In the presence of such an exemplary owner, no wonder that the cheerfulness was universal – or that the slaves should partake of their master’s joy, and give way to their garrulity.
It was not destined that this joyfulness should continue to the end of their journey. It was after a time interrupted – not suddenly, nor by any fault on the part of those indulging in it, but by causes and circumstances over which they had not the slightest control.
As the stranger had predicted: the sun ceased to be visible, before the cypress came in sight.
There was nothing in this to cause apprehension. The line of the lazo was conspicuous as ever; and they needed no guidance from the sun: only that his cloud-eclipse produced a corresponding effect upon their spirits.
“One might suppose it close upon nightfall,” observed the planter, drawing out his gold repeater, and glancing at its dial; “and yet it’s only three o’clock! Lucky the young fellow has left us such a sure guide.
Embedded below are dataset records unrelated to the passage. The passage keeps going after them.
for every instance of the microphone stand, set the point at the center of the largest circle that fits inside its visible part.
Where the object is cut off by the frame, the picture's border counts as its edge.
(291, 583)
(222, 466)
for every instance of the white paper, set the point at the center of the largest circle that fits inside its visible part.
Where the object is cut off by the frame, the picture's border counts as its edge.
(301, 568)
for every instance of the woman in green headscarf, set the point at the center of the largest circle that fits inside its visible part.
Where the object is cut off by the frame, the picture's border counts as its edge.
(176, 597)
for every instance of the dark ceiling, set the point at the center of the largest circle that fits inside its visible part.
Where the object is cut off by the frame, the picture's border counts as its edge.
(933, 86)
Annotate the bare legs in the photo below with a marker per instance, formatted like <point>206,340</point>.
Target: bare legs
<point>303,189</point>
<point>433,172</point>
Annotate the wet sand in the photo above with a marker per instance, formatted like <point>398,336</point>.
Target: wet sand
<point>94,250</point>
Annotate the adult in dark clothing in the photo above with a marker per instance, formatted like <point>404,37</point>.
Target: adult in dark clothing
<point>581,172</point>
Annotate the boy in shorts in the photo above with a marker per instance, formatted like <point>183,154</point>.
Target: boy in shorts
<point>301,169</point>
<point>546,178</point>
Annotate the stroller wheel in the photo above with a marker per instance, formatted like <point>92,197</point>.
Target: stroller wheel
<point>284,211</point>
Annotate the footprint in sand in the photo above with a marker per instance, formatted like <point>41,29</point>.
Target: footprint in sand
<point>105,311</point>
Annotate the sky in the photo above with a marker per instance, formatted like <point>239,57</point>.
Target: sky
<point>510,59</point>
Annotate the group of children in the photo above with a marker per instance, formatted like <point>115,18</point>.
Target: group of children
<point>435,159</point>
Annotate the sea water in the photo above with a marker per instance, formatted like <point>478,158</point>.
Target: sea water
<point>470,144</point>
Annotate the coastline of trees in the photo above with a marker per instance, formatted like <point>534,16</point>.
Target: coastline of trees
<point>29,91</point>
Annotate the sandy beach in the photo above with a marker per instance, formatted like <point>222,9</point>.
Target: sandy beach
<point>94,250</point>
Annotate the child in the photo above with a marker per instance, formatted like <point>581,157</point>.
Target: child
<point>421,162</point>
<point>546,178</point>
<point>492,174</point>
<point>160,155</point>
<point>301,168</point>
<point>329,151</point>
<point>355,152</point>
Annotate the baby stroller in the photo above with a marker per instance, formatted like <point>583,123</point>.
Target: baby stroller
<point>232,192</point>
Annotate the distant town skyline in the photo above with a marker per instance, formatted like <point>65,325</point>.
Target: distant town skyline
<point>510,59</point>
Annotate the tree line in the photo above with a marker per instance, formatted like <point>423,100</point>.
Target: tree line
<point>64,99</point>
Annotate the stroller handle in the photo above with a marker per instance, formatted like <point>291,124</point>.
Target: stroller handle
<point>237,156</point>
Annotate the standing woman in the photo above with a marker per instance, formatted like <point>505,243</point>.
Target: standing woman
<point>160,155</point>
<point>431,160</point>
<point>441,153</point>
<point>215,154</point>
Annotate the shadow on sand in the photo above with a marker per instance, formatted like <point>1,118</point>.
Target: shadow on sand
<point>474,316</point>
But for him, we might have floundered among these ashes till sundown; perhaps have been compelled to sleep upon them.”
“A black bed it would be,” jokingly rejoined Henry, with the design of rendering the conversation more cheerful. “Ugh! I should have such ugly dreams, were I to sleep upon it.”
“And I, too,” added his sister, protruding her pretty face through the curtains, and taking a survey of the surrounding scene: “I’m sure I should dream of Tartarus[48 - Tartarus – in Greek mythology, the deepest part of the underworld], and Pluto[49 - Pluto – in Greek mythology and religion, the son of Cronus, and brother of Zeus; he ruled the underworld, the dark land of the dead], and Proserpine[50 - Proserpine or Persephone – in Greek mythology and religion, the wife of Pluto, king of the underworld], and – ”
“Hya! hya! hya!” grinned the black Jehu, on the box – enrolled in the plantation books as Pluto Poindexter – “De young missa dream ’bout me in de mids’ ob dis brack praira! Golly! dat am a good joke – berry! Hya! hya! hya!”
“Don’t be too sure, all of ye,” said the surly nephew, at this moment coming up, and taking part in the conversation – “don’t be too sure that you won’t have to make your beds upon it yet. I hope it may be no worse.”
“What mean you, Cash?” inquired the uncle.